FIG. 3 is a diagram illustrating a process for forming a separator directly on an electrode, according to one implementation. FIG. 4 is a diagram illustrating a process for forming a separator directly on an electrode according to another implementation. 3 is a graph showing discharge data for a 2032 Li / FeS ₂ coin cell including an anode formed as described in Examples 1 and 2. FIG. 6 is a graph showing discharge data for a 2032 LiMnO ₂ coin cell including an anode formed as described in Examples 4 and 5. FIG. 9 is a graph showing discharge data for a 2032LiFeS2 coin cell including a FeS2 electrode formed as described in Examples 7 and 8. FIG. FIG. 6 is a graph showing charge / discharge data for a 2032 LiMn _0.33 Ni _0.33 Co _0.33 O _a coin cell formed as described in Examples 9 and 10. FIG.

  Like reference symbols in the various drawings indicate like elements.

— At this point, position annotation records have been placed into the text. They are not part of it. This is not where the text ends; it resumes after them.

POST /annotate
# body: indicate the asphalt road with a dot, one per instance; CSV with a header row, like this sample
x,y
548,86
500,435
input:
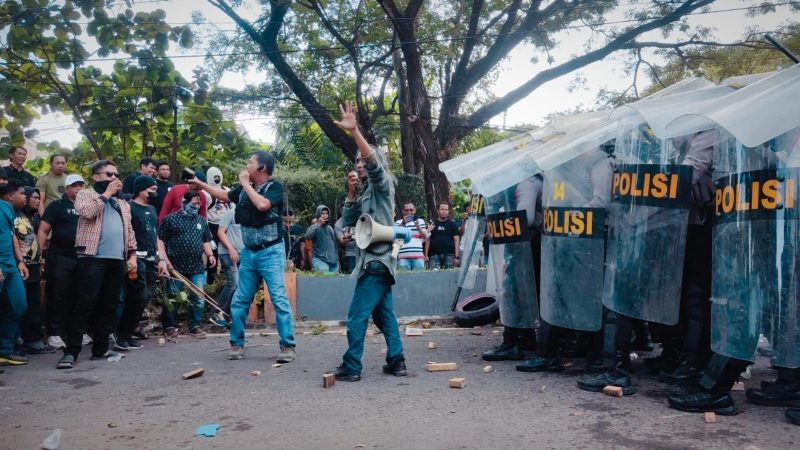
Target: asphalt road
x,y
142,402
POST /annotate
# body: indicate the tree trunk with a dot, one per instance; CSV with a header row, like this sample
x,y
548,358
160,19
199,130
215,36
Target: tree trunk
x,y
407,145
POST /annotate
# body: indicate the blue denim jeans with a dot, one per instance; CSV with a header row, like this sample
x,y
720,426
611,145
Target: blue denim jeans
x,y
318,265
195,314
372,296
12,307
231,272
411,264
254,266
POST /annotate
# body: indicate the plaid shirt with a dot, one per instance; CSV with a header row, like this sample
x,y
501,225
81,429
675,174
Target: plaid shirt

One process for forming the separator directly on the anode is shown in FIG. The anode may be, for example, a transition metal oxide or sulfide such as MnO ₂ , V ₂ O ₅ , CuO, or FeS ₂ , or a material such as fluorocarbon, sulfur dioxide, and thionyl chloride. In the last two systems, the electrode is based on a carbon material from which sulfur dioxide or thionyl chloride is electrochemically reduced. In the first step (10), the electrode (12) is heated, for example to a temperature of about 130 to about 140 ° C., and the liquid coating composition (14) is sprayed onto the electrode. The coating composition includes silica particles dispersed in a non-aqueous polymer solution. In step (10), when the electrode is heated so that the coating is sprayed onto the electrode, the solvent dries quickly, for example within 20 seconds, preferably in less than 5 seconds. The temperature of the electrode is selected to be lower than the melting point of the polymer used, for example 20-40 ° C. below the melting point. For example, when polyvinylidene fluoride (PVDF, melting point 160 ° C.) is used as the polymer, the electrode is preferably heated to about 130-140 ° C. The spraying step and subsequent drying comprises a composite electrode / comprising a base electrode (12) and a porous coating (18) consisting of a polymer matrix (20) and silica particles (22) uniformly dispersed in the matrix. A separator (16) is provided. In the final step (24), the coating is evacuated to dry any residual solvent in the structure. Exhaust is generally performed at a temperature about 20-60 ° C. below the melting point of the polymer and the negative pressure is as high as possible, typically less than 1.3 kPa (10 torr). The evacuation time varies depending on the polymer and solvent used, but is typically in the range of 10-20 hours.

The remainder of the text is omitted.